Empower a senior leader with the authority to dispose of surplus property
The absence of a single, clear authority often leads to internal politics and infighting that prevent timely and effective decision-making.
Set a clear divestment plan with an exit strategy
Successful firms develop clear strategies for the disposal of the bulk of their surplus properties with a well-defined endpoint, normally not more than five years.
Adopt a portfolio strategy
Selling surplus properties solely on an individual basis, rather than in portfolios, is slow and costly. In contrast, the transaction cost of a portfolio is relatively low, and owners can bundle low-value properties with higher-value assets.

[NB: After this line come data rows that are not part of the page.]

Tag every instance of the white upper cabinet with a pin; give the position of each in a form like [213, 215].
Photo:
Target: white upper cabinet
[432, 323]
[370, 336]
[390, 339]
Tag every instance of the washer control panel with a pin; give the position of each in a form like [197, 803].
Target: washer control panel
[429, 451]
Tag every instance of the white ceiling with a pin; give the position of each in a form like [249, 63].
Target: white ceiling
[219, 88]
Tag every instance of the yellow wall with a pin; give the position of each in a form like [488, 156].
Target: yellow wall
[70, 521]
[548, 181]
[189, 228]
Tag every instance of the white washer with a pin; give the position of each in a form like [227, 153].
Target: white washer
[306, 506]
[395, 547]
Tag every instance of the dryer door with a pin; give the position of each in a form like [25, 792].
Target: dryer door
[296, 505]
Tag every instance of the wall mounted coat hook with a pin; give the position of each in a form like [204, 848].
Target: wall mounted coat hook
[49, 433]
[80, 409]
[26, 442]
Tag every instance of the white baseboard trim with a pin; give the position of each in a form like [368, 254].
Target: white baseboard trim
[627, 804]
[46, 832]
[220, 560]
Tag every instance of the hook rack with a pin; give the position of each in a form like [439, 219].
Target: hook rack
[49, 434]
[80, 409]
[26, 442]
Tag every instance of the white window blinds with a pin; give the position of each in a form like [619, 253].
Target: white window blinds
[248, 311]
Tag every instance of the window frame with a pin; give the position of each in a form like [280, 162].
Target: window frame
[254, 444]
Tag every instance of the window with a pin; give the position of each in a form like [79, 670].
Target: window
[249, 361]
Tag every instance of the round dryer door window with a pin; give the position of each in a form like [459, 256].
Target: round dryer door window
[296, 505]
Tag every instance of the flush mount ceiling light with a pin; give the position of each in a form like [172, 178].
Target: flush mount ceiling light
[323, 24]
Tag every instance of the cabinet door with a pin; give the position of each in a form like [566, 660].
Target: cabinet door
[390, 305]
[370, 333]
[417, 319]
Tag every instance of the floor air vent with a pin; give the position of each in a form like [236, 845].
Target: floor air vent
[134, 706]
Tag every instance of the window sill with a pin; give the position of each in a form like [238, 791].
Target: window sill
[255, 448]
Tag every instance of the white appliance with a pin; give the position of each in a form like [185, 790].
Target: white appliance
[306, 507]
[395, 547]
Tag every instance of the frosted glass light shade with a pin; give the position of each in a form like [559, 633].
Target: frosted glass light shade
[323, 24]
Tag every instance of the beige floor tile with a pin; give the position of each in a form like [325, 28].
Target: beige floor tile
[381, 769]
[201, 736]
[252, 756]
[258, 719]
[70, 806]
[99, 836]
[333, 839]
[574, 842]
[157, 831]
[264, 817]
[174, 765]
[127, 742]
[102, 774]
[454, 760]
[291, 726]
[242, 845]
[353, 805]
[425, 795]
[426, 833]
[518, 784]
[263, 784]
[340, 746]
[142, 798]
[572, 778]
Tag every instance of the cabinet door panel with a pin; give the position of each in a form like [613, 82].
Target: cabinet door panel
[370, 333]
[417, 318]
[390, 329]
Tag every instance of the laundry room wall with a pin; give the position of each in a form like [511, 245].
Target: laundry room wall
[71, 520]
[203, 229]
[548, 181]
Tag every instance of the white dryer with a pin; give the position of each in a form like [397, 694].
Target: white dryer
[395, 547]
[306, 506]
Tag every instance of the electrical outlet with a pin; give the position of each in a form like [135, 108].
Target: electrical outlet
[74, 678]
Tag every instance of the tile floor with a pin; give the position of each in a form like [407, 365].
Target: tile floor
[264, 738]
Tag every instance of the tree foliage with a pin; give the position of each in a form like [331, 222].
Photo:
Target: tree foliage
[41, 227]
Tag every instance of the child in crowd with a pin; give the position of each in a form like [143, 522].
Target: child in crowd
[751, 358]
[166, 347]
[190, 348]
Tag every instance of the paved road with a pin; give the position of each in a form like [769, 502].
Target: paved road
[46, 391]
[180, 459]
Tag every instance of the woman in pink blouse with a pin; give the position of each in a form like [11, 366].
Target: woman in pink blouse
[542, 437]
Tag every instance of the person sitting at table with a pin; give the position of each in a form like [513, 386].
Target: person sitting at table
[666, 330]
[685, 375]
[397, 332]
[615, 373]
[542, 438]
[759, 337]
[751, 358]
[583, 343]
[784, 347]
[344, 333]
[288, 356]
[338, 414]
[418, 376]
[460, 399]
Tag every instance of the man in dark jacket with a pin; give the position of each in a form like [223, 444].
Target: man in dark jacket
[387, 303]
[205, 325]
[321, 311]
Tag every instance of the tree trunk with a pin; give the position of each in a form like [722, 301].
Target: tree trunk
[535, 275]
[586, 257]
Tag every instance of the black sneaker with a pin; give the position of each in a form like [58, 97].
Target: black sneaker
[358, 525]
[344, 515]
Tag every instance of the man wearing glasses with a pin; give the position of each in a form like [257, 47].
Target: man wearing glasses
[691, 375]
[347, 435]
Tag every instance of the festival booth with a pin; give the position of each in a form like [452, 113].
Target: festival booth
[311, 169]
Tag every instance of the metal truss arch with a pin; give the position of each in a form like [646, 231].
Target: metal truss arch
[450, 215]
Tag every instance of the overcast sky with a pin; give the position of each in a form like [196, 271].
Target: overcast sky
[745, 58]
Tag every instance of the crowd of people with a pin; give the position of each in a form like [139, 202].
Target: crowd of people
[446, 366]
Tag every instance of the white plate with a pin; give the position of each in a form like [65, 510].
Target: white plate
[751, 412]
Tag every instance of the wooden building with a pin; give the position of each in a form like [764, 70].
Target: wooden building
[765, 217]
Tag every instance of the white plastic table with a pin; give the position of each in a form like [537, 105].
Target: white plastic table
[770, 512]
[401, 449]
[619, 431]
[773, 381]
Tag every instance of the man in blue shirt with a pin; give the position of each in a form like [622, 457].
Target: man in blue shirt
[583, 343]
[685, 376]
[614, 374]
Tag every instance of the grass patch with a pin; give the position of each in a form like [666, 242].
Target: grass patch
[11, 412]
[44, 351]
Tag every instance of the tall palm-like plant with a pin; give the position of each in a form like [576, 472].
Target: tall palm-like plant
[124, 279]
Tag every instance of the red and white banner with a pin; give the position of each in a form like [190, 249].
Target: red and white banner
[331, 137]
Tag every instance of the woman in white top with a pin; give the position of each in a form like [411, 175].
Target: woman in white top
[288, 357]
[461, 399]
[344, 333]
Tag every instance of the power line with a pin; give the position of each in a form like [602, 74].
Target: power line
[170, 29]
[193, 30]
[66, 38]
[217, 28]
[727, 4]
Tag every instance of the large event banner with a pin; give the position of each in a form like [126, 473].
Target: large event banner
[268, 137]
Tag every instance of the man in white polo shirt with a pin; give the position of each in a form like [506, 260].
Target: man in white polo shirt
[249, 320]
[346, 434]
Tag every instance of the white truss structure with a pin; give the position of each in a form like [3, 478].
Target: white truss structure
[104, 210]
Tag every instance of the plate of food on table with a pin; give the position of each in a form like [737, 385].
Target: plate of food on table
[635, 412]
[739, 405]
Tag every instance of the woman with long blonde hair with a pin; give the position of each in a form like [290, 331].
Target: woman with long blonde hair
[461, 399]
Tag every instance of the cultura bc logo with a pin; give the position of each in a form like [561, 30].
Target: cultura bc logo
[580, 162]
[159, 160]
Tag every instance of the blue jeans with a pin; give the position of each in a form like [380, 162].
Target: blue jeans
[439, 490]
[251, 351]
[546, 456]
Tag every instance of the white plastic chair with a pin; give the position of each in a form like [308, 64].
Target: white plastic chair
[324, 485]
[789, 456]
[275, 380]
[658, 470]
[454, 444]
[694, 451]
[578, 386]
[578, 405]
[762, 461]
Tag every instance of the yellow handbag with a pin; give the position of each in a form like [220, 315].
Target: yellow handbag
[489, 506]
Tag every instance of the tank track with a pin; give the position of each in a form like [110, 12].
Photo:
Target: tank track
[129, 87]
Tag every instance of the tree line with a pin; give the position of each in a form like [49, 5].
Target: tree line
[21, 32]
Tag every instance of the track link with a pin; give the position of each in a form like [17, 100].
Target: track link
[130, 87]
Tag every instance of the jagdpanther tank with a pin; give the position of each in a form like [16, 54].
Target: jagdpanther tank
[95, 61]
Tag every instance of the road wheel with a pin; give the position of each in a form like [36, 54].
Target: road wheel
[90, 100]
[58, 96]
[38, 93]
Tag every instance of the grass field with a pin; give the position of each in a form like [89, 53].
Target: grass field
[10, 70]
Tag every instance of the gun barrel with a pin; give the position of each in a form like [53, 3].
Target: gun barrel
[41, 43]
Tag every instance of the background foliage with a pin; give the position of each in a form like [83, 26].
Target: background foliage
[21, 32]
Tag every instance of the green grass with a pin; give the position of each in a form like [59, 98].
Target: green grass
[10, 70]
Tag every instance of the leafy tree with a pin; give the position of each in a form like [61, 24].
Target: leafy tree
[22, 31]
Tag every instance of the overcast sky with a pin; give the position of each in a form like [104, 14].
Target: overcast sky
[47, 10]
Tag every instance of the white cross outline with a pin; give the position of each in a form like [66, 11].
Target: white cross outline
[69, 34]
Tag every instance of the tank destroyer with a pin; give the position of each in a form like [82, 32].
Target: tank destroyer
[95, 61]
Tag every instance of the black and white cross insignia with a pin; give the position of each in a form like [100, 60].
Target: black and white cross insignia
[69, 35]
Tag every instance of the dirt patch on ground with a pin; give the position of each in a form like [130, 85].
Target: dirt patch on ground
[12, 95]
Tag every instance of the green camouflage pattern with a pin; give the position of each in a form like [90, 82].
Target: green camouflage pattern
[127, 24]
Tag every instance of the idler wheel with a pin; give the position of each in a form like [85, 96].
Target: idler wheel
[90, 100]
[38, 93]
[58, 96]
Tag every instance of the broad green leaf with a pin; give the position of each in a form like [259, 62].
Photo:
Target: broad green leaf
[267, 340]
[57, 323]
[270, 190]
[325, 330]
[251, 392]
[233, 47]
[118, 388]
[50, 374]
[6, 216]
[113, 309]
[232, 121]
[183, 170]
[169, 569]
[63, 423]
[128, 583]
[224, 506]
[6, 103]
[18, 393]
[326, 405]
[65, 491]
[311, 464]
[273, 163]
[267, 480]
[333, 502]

Sell environmentally contaminated property
Progressive firms are successfully selling contaminated surplus properties with few legal or financial problems.
Profit should not be the sole motive for surplus property disposal
When firms focus more on timely and effective disposal rather than on a simple calculation of profit, they are more likely to reduce their portfolios rapidly, lower total cost of ownership significantly, and enable leadership to focus on their core business.